Looking for the best deal on your prescription drugs? The information you need may soon be just a mouse click or phone call away.
Gov. Jon Corzine signed legislation yesterday establishing the New Jersey Prescription Drug Retail Price Registry, which will list the retail prices of the 150 most prescribed drugs from every pharmacy in the state.
The idea is to make it easier for consumers, especially those without insurance coverage or with large co-pays, to shop around for the lowest available price on their medicine.
The state will post the information, in both English and Spanish, on a Web site where consumers will be able to plug in their Zip Code and the name of their prescription drug, and comparison shop. They will also be able to access the information by telephone through a toll-free number.
Corzine, who signed the bill during a ceremony at the East Brunswick Senior Center, cited a recent New Jersey Health Care Quality Institute study that found prices varied by as much as 20 percent among pharmacies. For example, one CVS charged $173.99 for 40 milligrams of Nexium, while the same purchase could have been made for $50 less on RiteAid.com.
A spot-check of prices at several stores by The Star-Ledger yesterday found the cost of a 30-day supply of 20 milligrams of Lipitor was $141 at a CVS in Elizabeth and $94.89 at Lexington Pharmacy in East Brunswick.
"You are talking about big dough. It is something that makes a difference in people's lives," said Corzine, who was joined by lawmakers and AARP members. "There is hardly anything more important than making health care accessible and affordable."
The AARP pushed for the law, which is based on a similar one enacted in New York two years ago. In New York, according to a Kaiser Family Foundation report, consumers have saved an average $17 per prescription by shopping around and the registry has shown prices can vary by as much as $85 per prescription.
The New Jersey registry is expected to be up and running next year, but Corzine said he would like to see it operating even sooner. "As soon as we can get the systems in place, we'll implement it," Corzine said.
Sen. Barbara Buono (D-Middlesex) said the bill would be especially helpful to the 1.3 million New Jersey residents who do not have health insurance.
"Knowledge is power, and consumers have the right to make an informed decision," Buono said. "They should not have to travel from pharmacy to pharmacy to do that."
Robert Green, a 73-year-old East Brunswick resident on hand for the event, said it is currently possible to call individual pharmacies to check on prices but "it's expensive and time consuming. They are too busy to talk to you. This makes it much easier." He said he "absolutely" would use the new service.

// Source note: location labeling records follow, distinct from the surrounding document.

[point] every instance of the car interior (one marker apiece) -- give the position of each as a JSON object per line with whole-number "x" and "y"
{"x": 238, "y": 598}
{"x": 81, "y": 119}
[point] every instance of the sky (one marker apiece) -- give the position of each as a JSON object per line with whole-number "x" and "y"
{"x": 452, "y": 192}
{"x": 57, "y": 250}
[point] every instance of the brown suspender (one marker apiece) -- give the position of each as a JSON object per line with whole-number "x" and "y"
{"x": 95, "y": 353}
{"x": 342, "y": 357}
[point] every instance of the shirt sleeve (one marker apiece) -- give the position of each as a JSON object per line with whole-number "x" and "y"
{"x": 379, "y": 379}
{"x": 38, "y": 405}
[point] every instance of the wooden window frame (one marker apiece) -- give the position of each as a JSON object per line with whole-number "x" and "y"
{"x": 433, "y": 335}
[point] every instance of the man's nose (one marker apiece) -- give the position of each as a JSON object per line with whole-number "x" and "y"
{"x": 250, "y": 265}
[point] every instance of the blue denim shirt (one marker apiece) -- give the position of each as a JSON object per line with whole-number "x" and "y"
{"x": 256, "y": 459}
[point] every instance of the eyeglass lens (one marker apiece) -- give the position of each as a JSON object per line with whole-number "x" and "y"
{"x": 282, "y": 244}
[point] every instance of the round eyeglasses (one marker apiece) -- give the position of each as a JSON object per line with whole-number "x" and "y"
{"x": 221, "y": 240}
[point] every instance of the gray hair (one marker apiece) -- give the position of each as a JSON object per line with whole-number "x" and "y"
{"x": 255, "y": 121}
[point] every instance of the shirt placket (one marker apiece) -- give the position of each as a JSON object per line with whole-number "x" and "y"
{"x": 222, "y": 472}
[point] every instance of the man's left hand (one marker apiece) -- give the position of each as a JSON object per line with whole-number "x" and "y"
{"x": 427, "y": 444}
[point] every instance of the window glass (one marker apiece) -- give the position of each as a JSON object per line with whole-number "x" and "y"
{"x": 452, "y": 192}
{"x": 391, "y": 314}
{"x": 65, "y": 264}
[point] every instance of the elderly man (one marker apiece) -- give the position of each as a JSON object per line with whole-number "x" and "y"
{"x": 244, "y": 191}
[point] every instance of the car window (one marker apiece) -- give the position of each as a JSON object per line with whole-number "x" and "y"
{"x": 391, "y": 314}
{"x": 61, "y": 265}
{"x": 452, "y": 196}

Marilyn Wiener, a 77-year-old East Brunswick resident, said she takes a drug for osteoporosis that costs $700 per month and which her insurance company will only cover for two years. She said her husband takes seven different medications, and that having new tools to help find cheaper drugs will be helpful.
"This is your life. This isn't buying bananas," she said. "Whatever I'm on, I want to be able to sleep at night."
Assemblywoman Linda Greenstein (D-Middlesex), a co-sponsor of the bill, said she hoped the registry would bring added competition and even drive prices down.
John Holub, executive director of the New Jersey Council on Chain Drug stores, was skeptical of that. He said "more information for the consumers is a good thing." But he questioned how much of an impact the registry would have, and said the bulk of the cost of prescriptions is set by manufacturers.
"People need to realize that the pharmacy itself is a very small fraction of the cost of the drug," he said. "This is really going to help people paying cash for their drugs."
Staff writer Susan K. Livio contributed to this report.